Her second book The Nine of Diamonds: Surroial Mordantless (Bloodaxe Books, 2016), extends a succinct Gaelic theme, cross-germinated with the Native American Sioux ghost gamble. Written on the Isle of Skye and Edinburgh in the lead up to the Scottish referendum as a response to Highland issues of ‘freedom’ and dissent, MacGillivray researched the book whilst artist in residence at Sabhal Mor Ostaig, the Gaelic College, during the shooting of her Gaelic short film Aisling Sheòrais MhicDhòmhnaill: George MacDonald’s Dream.

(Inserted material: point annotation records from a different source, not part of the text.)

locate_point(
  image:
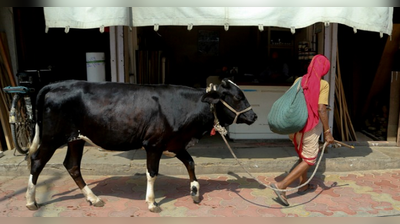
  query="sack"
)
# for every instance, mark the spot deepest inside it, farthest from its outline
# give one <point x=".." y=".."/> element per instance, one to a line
<point x="289" y="113"/>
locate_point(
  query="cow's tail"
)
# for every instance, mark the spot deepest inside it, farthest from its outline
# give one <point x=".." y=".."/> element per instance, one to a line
<point x="38" y="127"/>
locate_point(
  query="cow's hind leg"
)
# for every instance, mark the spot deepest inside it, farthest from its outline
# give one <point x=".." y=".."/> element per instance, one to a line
<point x="38" y="160"/>
<point x="187" y="159"/>
<point x="72" y="163"/>
<point x="153" y="162"/>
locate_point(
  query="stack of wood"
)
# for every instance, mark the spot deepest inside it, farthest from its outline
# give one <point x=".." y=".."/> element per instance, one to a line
<point x="149" y="67"/>
<point x="342" y="117"/>
<point x="6" y="79"/>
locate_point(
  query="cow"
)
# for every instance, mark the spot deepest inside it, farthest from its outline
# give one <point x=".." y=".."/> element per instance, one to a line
<point x="119" y="116"/>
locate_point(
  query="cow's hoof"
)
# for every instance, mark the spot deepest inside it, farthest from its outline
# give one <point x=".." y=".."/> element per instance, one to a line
<point x="196" y="199"/>
<point x="32" y="206"/>
<point x="154" y="208"/>
<point x="99" y="203"/>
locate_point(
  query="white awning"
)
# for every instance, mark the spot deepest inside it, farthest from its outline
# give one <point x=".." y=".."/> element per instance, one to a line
<point x="375" y="19"/>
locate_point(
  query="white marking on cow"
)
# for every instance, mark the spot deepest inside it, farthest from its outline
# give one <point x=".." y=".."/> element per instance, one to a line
<point x="195" y="184"/>
<point x="90" y="196"/>
<point x="169" y="154"/>
<point x="30" y="193"/>
<point x="35" y="142"/>
<point x="150" y="198"/>
<point x="86" y="139"/>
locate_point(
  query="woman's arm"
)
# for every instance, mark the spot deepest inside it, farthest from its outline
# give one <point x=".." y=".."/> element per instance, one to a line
<point x="323" y="116"/>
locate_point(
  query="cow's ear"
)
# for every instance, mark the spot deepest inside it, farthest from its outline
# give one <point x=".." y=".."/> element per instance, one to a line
<point x="211" y="97"/>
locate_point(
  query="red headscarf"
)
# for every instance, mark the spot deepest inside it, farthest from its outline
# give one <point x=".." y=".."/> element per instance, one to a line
<point x="310" y="82"/>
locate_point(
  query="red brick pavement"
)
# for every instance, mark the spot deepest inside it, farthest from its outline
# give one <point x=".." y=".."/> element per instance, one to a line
<point x="360" y="194"/>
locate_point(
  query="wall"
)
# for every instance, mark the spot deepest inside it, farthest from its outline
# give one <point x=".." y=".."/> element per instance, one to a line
<point x="7" y="26"/>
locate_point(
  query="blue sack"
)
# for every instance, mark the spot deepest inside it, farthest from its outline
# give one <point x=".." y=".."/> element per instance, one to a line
<point x="289" y="113"/>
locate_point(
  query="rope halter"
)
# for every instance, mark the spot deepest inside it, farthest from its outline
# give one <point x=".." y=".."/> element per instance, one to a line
<point x="217" y="126"/>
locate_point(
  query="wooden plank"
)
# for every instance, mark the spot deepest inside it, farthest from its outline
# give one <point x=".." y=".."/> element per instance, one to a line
<point x="393" y="106"/>
<point x="382" y="75"/>
<point x="4" y="55"/>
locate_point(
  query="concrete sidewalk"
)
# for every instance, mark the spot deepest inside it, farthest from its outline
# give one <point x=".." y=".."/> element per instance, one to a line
<point x="212" y="156"/>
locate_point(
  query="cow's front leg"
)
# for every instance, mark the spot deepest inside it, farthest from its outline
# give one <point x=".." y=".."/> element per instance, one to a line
<point x="187" y="159"/>
<point x="153" y="161"/>
<point x="72" y="163"/>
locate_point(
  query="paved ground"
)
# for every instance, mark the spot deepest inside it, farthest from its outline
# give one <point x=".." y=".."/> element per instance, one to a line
<point x="359" y="194"/>
<point x="359" y="182"/>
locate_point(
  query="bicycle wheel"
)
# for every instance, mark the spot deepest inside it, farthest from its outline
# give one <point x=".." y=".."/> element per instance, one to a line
<point x="21" y="122"/>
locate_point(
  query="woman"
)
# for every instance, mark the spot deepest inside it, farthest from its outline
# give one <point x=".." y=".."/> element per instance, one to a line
<point x="306" y="141"/>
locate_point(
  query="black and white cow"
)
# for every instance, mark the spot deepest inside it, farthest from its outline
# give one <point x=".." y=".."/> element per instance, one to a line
<point x="118" y="116"/>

MacGillivray has worked as a performance artist with the European collective The Wolf in the Winter, with The Parlour Collective and solo in Greenland, Germany, the Netherlands, Vietnam, United States, UK, Spain and Norway alongside recording five albums: Wolf, Radiophonic Subluna, Radio Beating Heart, Horse Sweat Chandelier and Once Upon A Dirty Ear. Her music has appeared on the BBC, for film soundtracks Swandown Channel 4/Britdoc, 2012 and By Our Selves, 2015 by British director Andrew Kotting in which she appeared opposite Toby Jones. She has performed internationally with The Fall, Arlo Guthrie, Arthur Brown, Shirley Collins, Michael Moorcock, Vic Godard, Toby Jones, Alan Moore, Jem Finer (The Pogues), Current 93, Gallon Drunk, Iain Sinclair, Trembling Bells, Thurston Moore, B. Catling and Band of Susans, playing electric autoharp, grand and toy piano, harmonium and dulcitone and integrated with readings.

Her writing has appeared in Magma, ASLS New Writing Scotland, The Scotsman, Test Centre Magazine, Be the First to Like This (a new generation of Scottish voices by the Scottish Poetry Library), Art Monthly, Performance Research, By Our Selves (a book accompanying the film alongside essays by Iain Sinclair and Alan Moore), Strange Attractor and Gutter Magazine. In 2013 she received Creative Scotland funding to write a non-fiction work Scottish Lost Boys with new material presented on child actor Jon Whiteley and Scottish director Bill Douglas. In 2015 she was selected to represent Scottish poetry alongside Ryan Van Winkle and William Letford at the Queensland Poetry Festival, Australia by Creative Scotland and with a further award in 2015 is setting the poetry of Mary Queen of Scots to music. She has taught at the Universities of Oxford, Cheltenham and Gloucester and Edinburgh College of Art, and currently lives and works in Edinburgh.